Dopo l’invio del testo La Pantomima tramite mail list, si è sviluppata un’ampia discussione che qui prosegue tutt’ora. Pubblichiamo oggi un contributo al “discorso” che pare alieno sia per la sua collocazione religiosa sia per un’apparente contraddizione con il testo de La Pantomima. Dico “pare” alieno e “apparente” contraddizione perché a mio avviso è una parte dello stesso discorso. Ovviamente mutatis mutandis: vi si parla di Dio, di Gesù, del Cristo,

dello Spirito santo, persino di una pratica comunitaria che pare assumere il ruolo di veicolo salvifico proprio in quanto comunità e che, quindi, in qualche modo si contrappone al singolo, a chi segue la via nella quotidianità senza appartenere, almeno fisicamente, a gruppi o comunità particolari.
Il testo, pubblicato sul n. 49 della Lettera agli amici – Qîqājôn di Bose è estrapolato dalla

Omelia di fr.
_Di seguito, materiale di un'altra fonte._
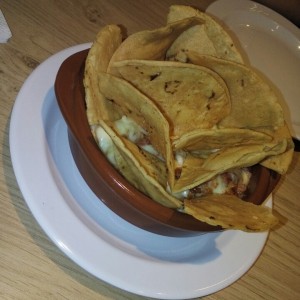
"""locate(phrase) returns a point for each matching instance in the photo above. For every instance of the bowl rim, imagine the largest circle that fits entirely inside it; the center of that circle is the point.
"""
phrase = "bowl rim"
(69, 92)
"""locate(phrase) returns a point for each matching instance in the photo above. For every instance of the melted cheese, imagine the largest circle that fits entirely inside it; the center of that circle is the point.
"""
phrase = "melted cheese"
(106, 144)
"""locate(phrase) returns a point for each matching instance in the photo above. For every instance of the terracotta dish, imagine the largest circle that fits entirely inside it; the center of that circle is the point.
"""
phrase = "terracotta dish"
(109, 185)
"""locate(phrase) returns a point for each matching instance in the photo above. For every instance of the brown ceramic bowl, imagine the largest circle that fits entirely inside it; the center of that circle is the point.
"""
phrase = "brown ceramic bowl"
(113, 189)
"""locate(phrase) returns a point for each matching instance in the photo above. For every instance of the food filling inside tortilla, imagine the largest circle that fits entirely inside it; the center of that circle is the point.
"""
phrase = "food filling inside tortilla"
(233, 182)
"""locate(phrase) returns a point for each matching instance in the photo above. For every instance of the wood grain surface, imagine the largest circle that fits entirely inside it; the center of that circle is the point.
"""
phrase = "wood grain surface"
(31, 266)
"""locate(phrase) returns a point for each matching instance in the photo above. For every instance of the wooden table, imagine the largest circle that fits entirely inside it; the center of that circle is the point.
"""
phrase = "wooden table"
(31, 266)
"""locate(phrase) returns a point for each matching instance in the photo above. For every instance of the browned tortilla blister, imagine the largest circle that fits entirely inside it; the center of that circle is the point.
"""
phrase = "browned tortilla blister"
(186, 84)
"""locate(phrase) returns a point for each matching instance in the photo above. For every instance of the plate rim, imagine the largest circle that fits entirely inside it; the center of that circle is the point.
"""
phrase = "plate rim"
(27, 191)
(221, 8)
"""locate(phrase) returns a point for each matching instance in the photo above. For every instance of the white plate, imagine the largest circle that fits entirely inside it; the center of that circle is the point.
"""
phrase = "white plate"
(93, 236)
(272, 45)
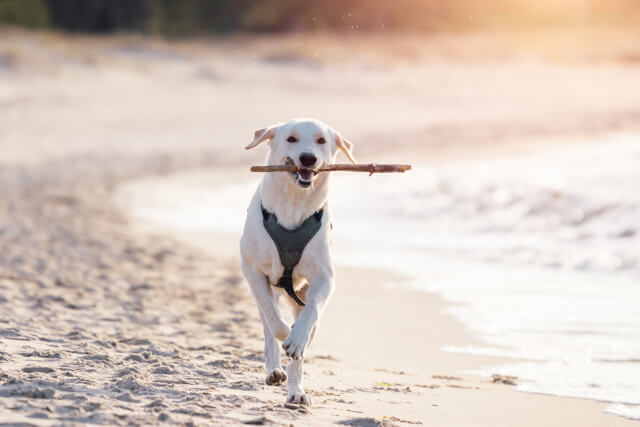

Enzo nella veglia della Trasfigurazione:

[…] Noi monaci non abbiamo una particolare missione o funzione nella chiesa: siamo semplicemente uomini e donne insieme, da un punto di vista umano, quasi per caso. Siamo qui, siamo là, nei deserti o nelle selve, sui monti o nelle valli, per che cosa? Per stare davanti a Dio insieme, in una vita comune, niente più. Non facciamo nulla di particolare se non rimanere davanti a Dio

[…] I monaci camminano in gruppo, sono una carovana: il loro nome è koinonía, comunità, comunione. […] Lo ripeto, i monaci non hanno compiti, non hanno missioni particolari: se sono fedeli alla vocazione ricevuta «fanno segno», sono come dei segnali sul cammino, niente di più. Alla loro carovana si uniscono altri con il passare degli anni, ma il cammino è lungo: anche quelli che a un certo punto si sono impegnati in questo cammino sono tentati di prendere altre vie. […] La comunità non può promettere nulla a quanti questa sera si impegnano definitivamente, se non che qui potranno vivere il Vangelo e che qui potranno contare sull’amore reciproco, libero, gratuito […] È la cosa più importante perché chi non crede nell’amore non fa vita cristiana ed è fortemente minacciato nel suo cammino di umanizzazione. Occorre poi, nello spazio comunitario, decentrarsi, cioè trovare il centro non in se stessi ma nel Signore, e comunque non voler essere al centro della comunità, lasciando sempre Cristo al centro del nostro vivere. […] Occorre ancora dare accoglienza all’altro, decidendo di amarlo prima di conoscerlo. E non valgono né simpatie, né antipatie, né affinità elettive, perché nulla può essere preposto all’amore di Cristo. Il fratello, la sorella, è un dono di Dio, non lo scegliamo ma dobbiamo accettarlo come dono, con il suo modo di stare, di vivere i rapporti, di essere altro: gli possiamo solo chiedere di vivere il Vangelo, come lui lo può chiedere a noi. Occorre infine curvarsi sull’altro, per servirlo, per perdonarlo, perché prima o poi sarà malato, prima o poi sarà vecchio, prima o poi lo scopriremo peccatore, prima o poi verrà a trovarsi in una situazione di bisogno e ci chiederà di piegarci, di curvarci davanti a lui.
Sì, questi sono quattro verbi, quattro azioni senza le quali non c’è costruzione della comunità, ma in tutte occorre il soffio dello Spirito santo che le accompagni, le sostenga, le purifichi: credere all’amore della vita comune, decentrarsi nella vita comune, fare spazio all’altro nella vita comune, curvarsi sull’altro […] Allora potremo sperimentare «com’è bello, com’è buono che fratelli e sorelle siano insieme» (cf. Sal 133).